La vicenda è storia già vista nel mondo selvaggio dei call center: un’azienda perde il bando per il rinnovo di una commessa e quella che lo vince può tranquillamente non applicare la clausola sociale, cioè assumere i lavoratori che già lavorano su quella commessa. Una pratica diffusa nonostante la clausola sociale sia non solo prevista dal contratto nazionale di lavoro delle Telecomunicazioni, ma anche un obbligo di legge sancito dall’articolo 1, comma 10, della legge 11/2016 che stabilisce che in caso di successione di imprese nel contratto di appalto con il medesimo committente, il rapporto di lavoro continua con l’appaltatore subentrante. Una delle tante leggi disattese in questo nostro paese che ha il lavoro nel primo articolo della Costituzione, ma i lavoratori all’ultimo posto nei pensieri dei governanti degli ultimi decenni.
Anche questa volta, come da prassi, sono stati attivati i tavoli per definire gli accordi per il passaggio dei dipendenti. E all’inizio sembrava di assistere a un film diverso, infatti in un primo momento Digid aveva dato “ampie rassicurazioni sull’assunzione di tutti i lavoratori coinvolti, a parità di condizioni economiche e normative”.

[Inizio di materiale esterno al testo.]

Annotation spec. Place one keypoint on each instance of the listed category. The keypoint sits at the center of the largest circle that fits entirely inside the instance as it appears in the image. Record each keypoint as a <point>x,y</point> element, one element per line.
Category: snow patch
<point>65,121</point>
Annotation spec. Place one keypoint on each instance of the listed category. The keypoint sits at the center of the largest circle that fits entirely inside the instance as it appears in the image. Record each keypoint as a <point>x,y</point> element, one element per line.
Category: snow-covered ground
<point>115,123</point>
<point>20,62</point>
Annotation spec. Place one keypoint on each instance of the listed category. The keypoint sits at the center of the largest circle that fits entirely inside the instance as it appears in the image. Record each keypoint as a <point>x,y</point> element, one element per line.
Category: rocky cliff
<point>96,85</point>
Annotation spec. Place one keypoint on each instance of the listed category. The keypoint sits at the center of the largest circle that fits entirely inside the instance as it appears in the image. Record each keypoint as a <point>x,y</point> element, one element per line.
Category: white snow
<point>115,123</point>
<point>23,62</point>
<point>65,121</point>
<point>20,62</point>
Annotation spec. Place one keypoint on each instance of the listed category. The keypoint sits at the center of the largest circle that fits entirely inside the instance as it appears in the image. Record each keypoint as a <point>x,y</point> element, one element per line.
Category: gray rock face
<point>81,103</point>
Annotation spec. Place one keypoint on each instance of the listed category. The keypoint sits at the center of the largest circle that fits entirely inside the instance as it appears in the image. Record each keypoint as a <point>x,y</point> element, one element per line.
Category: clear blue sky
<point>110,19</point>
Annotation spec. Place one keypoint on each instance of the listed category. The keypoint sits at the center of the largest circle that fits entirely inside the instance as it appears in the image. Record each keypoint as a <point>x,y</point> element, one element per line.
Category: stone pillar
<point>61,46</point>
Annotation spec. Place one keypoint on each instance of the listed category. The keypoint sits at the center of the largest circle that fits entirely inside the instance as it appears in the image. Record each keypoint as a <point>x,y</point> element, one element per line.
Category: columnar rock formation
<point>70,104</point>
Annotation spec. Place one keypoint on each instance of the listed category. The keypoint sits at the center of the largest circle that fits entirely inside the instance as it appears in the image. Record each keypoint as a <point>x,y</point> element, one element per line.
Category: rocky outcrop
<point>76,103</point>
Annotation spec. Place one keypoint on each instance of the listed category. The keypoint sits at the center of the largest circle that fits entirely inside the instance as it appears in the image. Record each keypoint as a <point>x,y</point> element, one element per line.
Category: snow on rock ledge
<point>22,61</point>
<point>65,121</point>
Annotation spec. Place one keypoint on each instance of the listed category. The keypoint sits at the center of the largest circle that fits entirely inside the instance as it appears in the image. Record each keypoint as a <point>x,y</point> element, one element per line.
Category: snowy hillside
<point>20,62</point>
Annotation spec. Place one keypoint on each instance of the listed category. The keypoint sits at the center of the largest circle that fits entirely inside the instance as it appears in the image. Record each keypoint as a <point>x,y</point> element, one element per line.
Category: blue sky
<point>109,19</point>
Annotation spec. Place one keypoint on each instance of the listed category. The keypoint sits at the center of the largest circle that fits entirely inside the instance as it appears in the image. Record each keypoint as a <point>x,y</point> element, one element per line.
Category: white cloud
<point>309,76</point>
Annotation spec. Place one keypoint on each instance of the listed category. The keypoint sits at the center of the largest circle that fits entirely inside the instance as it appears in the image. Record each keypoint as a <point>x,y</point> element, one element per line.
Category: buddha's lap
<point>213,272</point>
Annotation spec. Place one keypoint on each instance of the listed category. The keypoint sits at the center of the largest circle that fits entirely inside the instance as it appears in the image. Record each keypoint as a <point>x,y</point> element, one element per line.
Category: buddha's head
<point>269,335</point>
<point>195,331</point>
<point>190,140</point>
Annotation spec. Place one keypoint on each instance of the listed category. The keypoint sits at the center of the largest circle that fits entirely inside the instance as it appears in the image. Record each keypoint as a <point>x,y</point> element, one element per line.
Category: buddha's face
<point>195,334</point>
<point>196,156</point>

Però nell’incontro successivo, il 31 ottobre, Digid ha pensato di presentarsi mandando invece una secca comunicazione a Comdata dove informa “di aver valutato non economicamente vantaggioso rilevare i lavoratori operanti sulla commessa.”
E ci risiamo, il lavoro costa troppo. Ma come è possibile se l’Italia è l’unico paese europeo in cui i salari hanno perso potere di acquisto in 30 anni: -2,9 % contro gli aumenti in tutta Europa: Francia +31,1 - Germania +33,7% - Spagna +6,2% (per citare i paesi più paragonabili al nostro). Come è possibile se l’Italia è fra i pochi paesi europei senza un salario minimo legale?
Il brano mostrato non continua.